• Post Reply
  • Bookmark Topic Watch Topic
  • New Topic

Tokenizer

 
John Reacher
Greenhorn
Posts: 18
  • 0
  • Mark post as helpful
  • send pies
  • Quote
  • Report post to moderator
Hi everyone,

I am trying to use string tokenizer to read in each line from a file, where elements are separated by a ";" and tokenize them. For example:

1000;The Times;40.58;hello

Would be 4 tokens. The problem I'm having is that the file contains lines with 5 tokens instead of 4. Once I'm done tokenizing, I'm sending these tokens as attributes to a constructor to create an object. The elements in the file that I need to tokenize represent 3 different types of object, all subclasses of one superclass.
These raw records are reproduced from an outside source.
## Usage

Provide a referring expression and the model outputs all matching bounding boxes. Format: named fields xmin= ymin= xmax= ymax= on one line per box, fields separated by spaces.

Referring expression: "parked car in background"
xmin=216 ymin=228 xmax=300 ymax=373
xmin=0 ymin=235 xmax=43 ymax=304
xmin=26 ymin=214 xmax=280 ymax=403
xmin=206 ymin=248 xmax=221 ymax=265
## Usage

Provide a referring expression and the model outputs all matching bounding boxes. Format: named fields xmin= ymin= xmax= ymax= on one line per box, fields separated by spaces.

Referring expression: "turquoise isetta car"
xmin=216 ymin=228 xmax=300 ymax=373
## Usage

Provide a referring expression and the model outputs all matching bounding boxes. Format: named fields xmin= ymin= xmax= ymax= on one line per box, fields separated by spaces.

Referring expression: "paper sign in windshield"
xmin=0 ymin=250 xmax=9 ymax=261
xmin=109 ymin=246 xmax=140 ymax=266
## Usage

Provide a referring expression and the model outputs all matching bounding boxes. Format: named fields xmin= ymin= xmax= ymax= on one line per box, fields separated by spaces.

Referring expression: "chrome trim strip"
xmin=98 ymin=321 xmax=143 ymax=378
Is there any way to distinguish the two types of object that have 5 tokens from the third type of object, which has 4? And can I use one tokenizer and arraylist to store the created objects? Or will it have to be 3?

I'm new to Java, please keep in mind. Thank you!
 
Winston Gutkowski
Bartender
Pie
Posts: 9497
50
Eclipse IDE Hibernate Ubuntu
  • 0
  • Mark post as helpful
  • send pies
  • Quote
  • Report post to moderator
Jack Reacher wrote:Is there any way to distinguish the two types of object that have 5 tokens from the third type of object, which has 4?
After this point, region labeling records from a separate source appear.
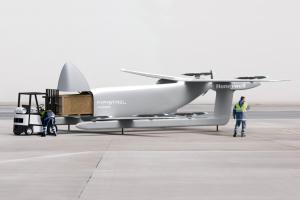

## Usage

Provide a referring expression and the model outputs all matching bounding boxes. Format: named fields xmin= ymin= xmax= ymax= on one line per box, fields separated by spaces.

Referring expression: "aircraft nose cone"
xmin=57 ymin=63 xmax=90 ymax=92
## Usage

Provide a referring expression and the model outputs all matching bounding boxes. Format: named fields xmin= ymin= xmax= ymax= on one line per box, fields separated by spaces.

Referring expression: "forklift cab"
xmin=13 ymin=92 xmax=46 ymax=135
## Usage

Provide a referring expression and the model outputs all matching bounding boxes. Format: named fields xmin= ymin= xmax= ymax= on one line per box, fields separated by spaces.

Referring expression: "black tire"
xmin=25 ymin=126 xmax=33 ymax=135
xmin=47 ymin=123 xmax=57 ymax=136
xmin=14 ymin=132 xmax=21 ymax=135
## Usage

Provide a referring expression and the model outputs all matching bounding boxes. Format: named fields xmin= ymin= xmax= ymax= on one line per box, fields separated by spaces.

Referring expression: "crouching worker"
xmin=40 ymin=108 xmax=57 ymax=137
xmin=233 ymin=96 xmax=249 ymax=137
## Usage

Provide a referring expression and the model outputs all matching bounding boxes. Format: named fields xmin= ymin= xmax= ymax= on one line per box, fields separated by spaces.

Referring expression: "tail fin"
xmin=57 ymin=63 xmax=90 ymax=92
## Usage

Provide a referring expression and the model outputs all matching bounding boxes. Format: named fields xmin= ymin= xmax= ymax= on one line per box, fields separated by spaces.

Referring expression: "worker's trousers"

Sure. Have a look at the countTokens() method.

And can I use one tokenizer and arraylist to store the created objects? Or will it have to be 3?

I'm not quite sure what you're asking here: 3 tokenizers or 3 Lists?
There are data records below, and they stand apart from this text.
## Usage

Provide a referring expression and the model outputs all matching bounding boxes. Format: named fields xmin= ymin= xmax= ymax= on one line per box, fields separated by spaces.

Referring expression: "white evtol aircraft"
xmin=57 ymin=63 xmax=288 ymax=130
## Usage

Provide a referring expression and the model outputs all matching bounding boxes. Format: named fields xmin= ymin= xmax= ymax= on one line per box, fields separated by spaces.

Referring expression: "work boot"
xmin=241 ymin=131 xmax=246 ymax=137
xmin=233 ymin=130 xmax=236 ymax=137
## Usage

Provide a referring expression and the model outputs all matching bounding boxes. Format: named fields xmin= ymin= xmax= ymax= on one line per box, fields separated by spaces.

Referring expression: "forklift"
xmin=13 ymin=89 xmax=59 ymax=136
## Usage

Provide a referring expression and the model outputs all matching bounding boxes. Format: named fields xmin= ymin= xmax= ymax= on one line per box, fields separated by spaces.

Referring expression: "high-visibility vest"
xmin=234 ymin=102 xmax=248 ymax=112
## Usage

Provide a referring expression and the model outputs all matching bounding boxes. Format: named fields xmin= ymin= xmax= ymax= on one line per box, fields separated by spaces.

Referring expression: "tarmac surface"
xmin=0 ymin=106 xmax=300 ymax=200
You should only need 1 of each, provided the List is defined as List<SuperClass>; but whether it's what you want is another question entrely.

It may also be worth mentioning that StringTokenizer is a legacy class, and its use is not generally recommended.
This, from the API docs:
StringTokenizer is a legacy class that is retained for compatibility reasons although its use is discouraged in new code. It is recommended that anyone seeking this functionality use the split method of String or the java.util.regex package instead.

Winston
 
John Reacher
Greenhorn
Posts: 18
  • 0
  • Mark post as helpful
  • send pies
  • Quote
  • Report post to moderator
I'm just struggling to see how I could make this into a single tokenizer, given two of the object types have 6 tokens.

I could say:

If (countTokens =4)
{
.....tokenize this way...
}
Else
{
Tokenize this way....

But if there are two different subclass object types, both with 5 tokens, how do I distinguish between those?
 
Winston Gutkowski
Bartender
Pie
Posts: 9497
50
Eclipse IDE Hibernate Ubuntu
  • 0
  • Mark post as helpful
  • send pies
  • Quote
  • Report post to moderator
Jack Reacher wrote:But if there are two different subclass object types, both with 5 tokens, how do I distinguish between those?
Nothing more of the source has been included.